Quando se é criança, pode-se perceber a grande expectativa que gira em torno do enunciado de uma viagem que muitas vezes está só em projeto pois sua realização depende de muitos fatores principalmente o financeiro que na época era bem curto.
Essa viagem é na realidade para Guaratuba, uma visita aos avós paternos nas férias de julho em plena época da festa do Divino. Isso é muito bom!!! Quer dizer, mais ou menos pois "êta viagenzinha difícil e sofrida."
Primeiro ponto da dificuldade: o tempo da demora. Deveria ser uma cinco ou seis horas pelo menos pois na minha cabeça demorava muito.
Segundo ponto: o sofrimento pois eu enjoava muito e qualquer curva feita era motivo para "destripar o mico" ou "chamar o Hugo."
Terceiro ponto: o pula pula do ônibus pois a estrada era de terra e a buraqueira era o que mais tinha.
Quarto ponto: o entra e sai no ônibus pois de uma altura em diante se vinha pela praia e dependendo da maré o único jeito era esperar ela baixar para seguir adiante.
Quinto ponto: a travessia. Que medo entrar naquela lancha que navegava com a água rente a janela. E quando o mar estava agitado! Balançava tanto que o jeito era rezar para se chegar sã e salvo.
Finalmente a chegada. Opa. Agora sim. Tudo é festa. Primeira visão que enchia os olhos quando se descia da lancha: A Cruz toda iluminada por lampadas da Igreja Centenária.

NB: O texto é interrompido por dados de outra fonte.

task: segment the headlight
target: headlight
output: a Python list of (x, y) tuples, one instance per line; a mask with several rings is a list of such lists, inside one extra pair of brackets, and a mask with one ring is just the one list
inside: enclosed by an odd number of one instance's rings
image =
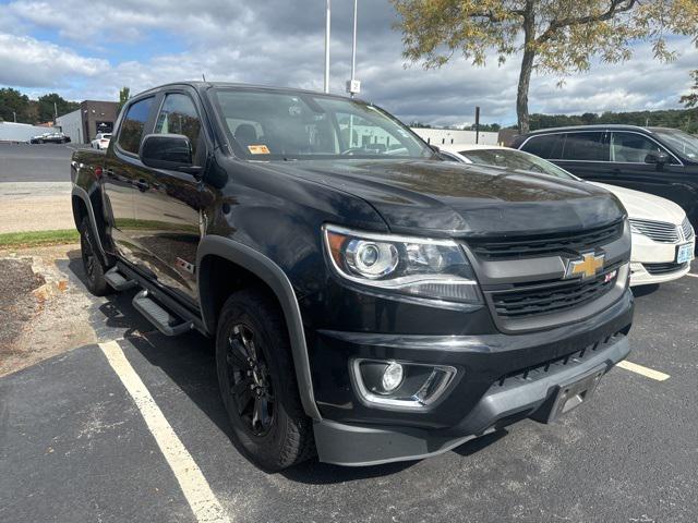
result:
[(330, 224), (323, 229), (333, 268), (347, 280), (413, 296), (480, 303), (472, 267), (456, 242)]

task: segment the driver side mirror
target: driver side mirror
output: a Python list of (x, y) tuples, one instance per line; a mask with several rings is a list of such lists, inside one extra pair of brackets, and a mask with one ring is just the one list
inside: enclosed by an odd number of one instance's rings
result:
[(645, 157), (645, 163), (655, 163), (658, 167), (664, 166), (669, 162), (670, 158), (666, 153), (650, 153)]
[(147, 134), (139, 153), (141, 161), (153, 169), (186, 172), (197, 175), (192, 144), (183, 134)]

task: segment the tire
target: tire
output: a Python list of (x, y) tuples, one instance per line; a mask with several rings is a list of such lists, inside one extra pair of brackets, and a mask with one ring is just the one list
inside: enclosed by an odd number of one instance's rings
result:
[(83, 269), (85, 270), (85, 281), (87, 282), (87, 290), (95, 296), (105, 296), (111, 294), (113, 289), (111, 289), (105, 279), (107, 267), (105, 267), (99, 256), (97, 256), (94, 245), (89, 219), (85, 217), (80, 224), (80, 250), (82, 253)]
[(278, 472), (315, 454), (275, 300), (243, 290), (226, 301), (216, 332), (216, 367), (232, 441), (248, 459)]

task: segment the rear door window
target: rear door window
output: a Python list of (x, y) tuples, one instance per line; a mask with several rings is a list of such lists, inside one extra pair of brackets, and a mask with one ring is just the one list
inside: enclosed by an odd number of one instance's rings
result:
[(603, 132), (567, 133), (561, 159), (609, 161), (609, 145)]
[(564, 134), (546, 134), (529, 138), (521, 150), (545, 159), (558, 159), (562, 154)]
[(139, 154), (143, 130), (151, 114), (154, 97), (144, 98), (129, 107), (121, 131), (119, 131), (119, 147), (127, 153)]

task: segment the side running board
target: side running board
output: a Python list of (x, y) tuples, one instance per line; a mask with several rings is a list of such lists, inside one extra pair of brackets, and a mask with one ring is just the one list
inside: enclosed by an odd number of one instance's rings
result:
[(107, 283), (109, 283), (115, 291), (128, 291), (139, 284), (135, 280), (127, 280), (125, 277), (119, 272), (118, 267), (110, 268), (105, 273), (105, 280), (107, 280)]
[(133, 307), (165, 336), (183, 335), (194, 328), (193, 321), (183, 321), (165, 311), (151, 297), (147, 290), (141, 291), (135, 295)]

Do trapiche de desembarque - ruiu com a erosão de 68 - até a casa de meus avós era um pulo pois era só atravessar a Avenida Beira Mar ( frente a baia) entrar na travessa e... pronto! Chegamos.
Para minha família essas lembranças são especiais pois na travessa enfocada - hoje a rua do Iguana, ligando a baía à praça, situava-se a casa de meus avós. Uma casa em estilo português antigo com paredes grossas, janelas imensas de madeira. A entrada principal era frente à Praça onde uma porta grossa de madeira que era fechada por uma enorme e pesada trava dava ínicio a um enorme corredor ladeado por quartos escuros que mexiam com a nossa imaginação de criança onde seres desconhecidos ali habitavam. Esse corredor desembocava em uma enorme sala que era usada como depósito de sacarias, produtos a granel vendidos no armazém de meu avó.
Uma cozinha onde uma grande mesa era o móvel principal, na cabeceira o lugar certo do patriarca da família que era um homem alto, claro, olhos azuis, bonachão e risonho. Lembro que ele gostava de contar piadas quando estávamos na mesa e uma das mais repetidas era da professora que fazia ditado a seus alunos e sempre saía a história do perú. Sabe qual é , né! Se não sabe, azar o teu.
O fogão a lenha sempre aceso pois a vida doméstica começava cedo e se estendia pelo dia todo.
A geladeira era a querozene. Chuveiro quente, água corrente nas torneiras, banheiro dentro de casa. Casa em frente à Praça, bem no centro da cidade; que mais? Há! e o Armazém! Bala, bolacha, biscoito de polvilho...quanta guloseima. "Nossa, Nossa. Assim você me mata!"
E a Festa do Divino? Lembro dela só no domingo. Umas quatro ou cinco barracas que funcionavam no pátio em volta da Igreja e que faziam a festa da criançada. A Barraca do ratinho. A barraca da roleta. A Barraca da pescaria. A mais famosa ao meu ver era a do ratinho. Um porquinho da índia que ficava em uma caixa amarrada em uma vara no cento de um círculo formado por casinhas numeradas. Quando o ratinho era descoberto, ele procurava abrigo em uma das casinhas e o grande prêmio que podia ser um bibelô, uma caneca, um sabonete e outras coisas mais cabia ao sortudo ganhador dono do número da casinha.
Lembro-me que meu irmão mais velho, um dia foi o grande sorteado. Hum, que felicidade. Que alegria. Ganhou um prêmio. Meu Pai, que emocionante. Era... adivinhe o que? UMA CANECA.
Pegou a dita pela alça e saiu correndo para mostrar em casa. Pois era só atravessar a praça e pronto eis aí o grande prêmio. Mais como na vida nada pode ser previsto, eis que aconteceu o infortúnio. Meu irmão, na euforia tropeçou e caiu. A caneca foi a grande prejudicada pois ele chegou em casa apenas com a alça em volta do dedo. Que frustração. Até hoje, cinquenta anos depois, rimos com essas lembranças. Memórias. Como é bom relembrar.